Understanding the Psyche (11:23)
Dr. Carl Jung begins this interview by explaining how, in human psychology, man's psychology consists of the ramifications of instinct in behavior, but it also is determined by many other elements. He goes on to assert why the history of the human race, across all cultures, is the key to understanding the human mind within the field of psychology.
Nature of the Unconscious (06:02)
Jung moves on to several cases in which he dealt with patients suffering from varying forms of psychopathy and gathered the research he included in his book, "The Psychology of the Unconscious," now revised and known as "Symbolisms of Transformation." Jung shares that his views of the unconscious as entirely separate from the conscious cost him his relationship with Sigmund Freud who believed the opposite.
Developing a Typology (10:07)
In 1918, Jung wrote a disposition about the relationship between the ego and the unconscious claiming to have discovered through his study of the conscious that it is the factor that produces attitudes and behaviors. He then describes the process in which he assessed the thinking and feeling types and discovered there were intuitive types.
Cases of Projection (05:36)
Jung talks about the emotional and extremely personal information that people will give out to their therapist and how damaging it could be if the psychologist blackmailed them. He then explains that some patients will begin seeing their therapist as a maternal or paternal figure.
Developing Archetypes (05:17)
Jung shares several dreams one of his patients had about him which display her emotional transference to him as a god-like archetype. He explains that the young woman, a student of philosophy, had fallen away from her religious upbringing, so she needed a figure to replace her former deity.

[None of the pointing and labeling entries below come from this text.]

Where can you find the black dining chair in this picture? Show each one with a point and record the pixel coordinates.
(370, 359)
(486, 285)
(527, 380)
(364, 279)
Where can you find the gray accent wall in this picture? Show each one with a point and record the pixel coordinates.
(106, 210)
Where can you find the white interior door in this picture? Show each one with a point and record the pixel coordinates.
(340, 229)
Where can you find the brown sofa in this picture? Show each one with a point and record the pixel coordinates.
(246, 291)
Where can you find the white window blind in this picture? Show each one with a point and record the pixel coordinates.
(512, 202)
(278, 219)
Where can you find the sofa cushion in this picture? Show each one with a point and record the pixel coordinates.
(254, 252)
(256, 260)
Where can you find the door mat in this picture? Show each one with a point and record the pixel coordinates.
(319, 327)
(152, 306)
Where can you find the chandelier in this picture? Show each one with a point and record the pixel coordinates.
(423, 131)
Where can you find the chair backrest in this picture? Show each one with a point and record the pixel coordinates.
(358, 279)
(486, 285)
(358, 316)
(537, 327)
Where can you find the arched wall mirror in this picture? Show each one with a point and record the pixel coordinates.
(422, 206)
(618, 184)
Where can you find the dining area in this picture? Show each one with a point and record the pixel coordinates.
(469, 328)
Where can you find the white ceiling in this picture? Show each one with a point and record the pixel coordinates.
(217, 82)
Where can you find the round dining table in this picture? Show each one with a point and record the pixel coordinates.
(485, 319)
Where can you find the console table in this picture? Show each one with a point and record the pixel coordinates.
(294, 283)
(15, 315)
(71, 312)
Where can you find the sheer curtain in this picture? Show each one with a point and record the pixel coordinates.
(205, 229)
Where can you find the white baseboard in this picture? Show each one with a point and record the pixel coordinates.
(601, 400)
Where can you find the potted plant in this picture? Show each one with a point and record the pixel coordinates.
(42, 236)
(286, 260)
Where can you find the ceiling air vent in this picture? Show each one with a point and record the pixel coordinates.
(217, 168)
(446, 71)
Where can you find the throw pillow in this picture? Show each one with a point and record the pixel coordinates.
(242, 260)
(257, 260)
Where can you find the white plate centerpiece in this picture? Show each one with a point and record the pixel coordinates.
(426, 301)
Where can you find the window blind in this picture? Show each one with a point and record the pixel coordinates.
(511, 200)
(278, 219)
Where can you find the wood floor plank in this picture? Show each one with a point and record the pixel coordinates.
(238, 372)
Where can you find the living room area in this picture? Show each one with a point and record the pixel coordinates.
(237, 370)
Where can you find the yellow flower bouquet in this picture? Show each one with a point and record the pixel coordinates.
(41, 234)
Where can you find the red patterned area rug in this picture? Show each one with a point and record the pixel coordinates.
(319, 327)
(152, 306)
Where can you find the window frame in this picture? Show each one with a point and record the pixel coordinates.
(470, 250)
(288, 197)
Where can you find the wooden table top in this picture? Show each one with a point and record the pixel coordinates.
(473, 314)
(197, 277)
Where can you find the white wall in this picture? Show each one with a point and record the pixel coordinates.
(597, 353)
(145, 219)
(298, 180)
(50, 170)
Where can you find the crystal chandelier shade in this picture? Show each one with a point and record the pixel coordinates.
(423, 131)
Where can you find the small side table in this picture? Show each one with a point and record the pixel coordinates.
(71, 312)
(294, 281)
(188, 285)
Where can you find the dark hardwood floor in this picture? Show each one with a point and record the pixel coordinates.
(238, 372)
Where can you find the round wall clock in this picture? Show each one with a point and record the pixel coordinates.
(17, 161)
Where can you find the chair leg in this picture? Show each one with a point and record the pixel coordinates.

History of Mythology (05:21)
Jung asserts that archetypes, especially ones who are viewed as figures of authority, are considered to be the origins of mythology; he believes people are searching for incorruptible values on which to base their lives and their decisions. He goes on to explain that statements about religion or poetry are expressions of the individual's inner, mythological process.
Importance of the Humanities (13:32)
Jung is asked whether or not the humanities are a necessary field of study for people who are entering into the field of psychology; Jung believes that studying humanities, particularly history, is invaluable for everyone, no matter what their profession. He shares the story of a young Jewish woman whose life was entirely changed when she studied her family history.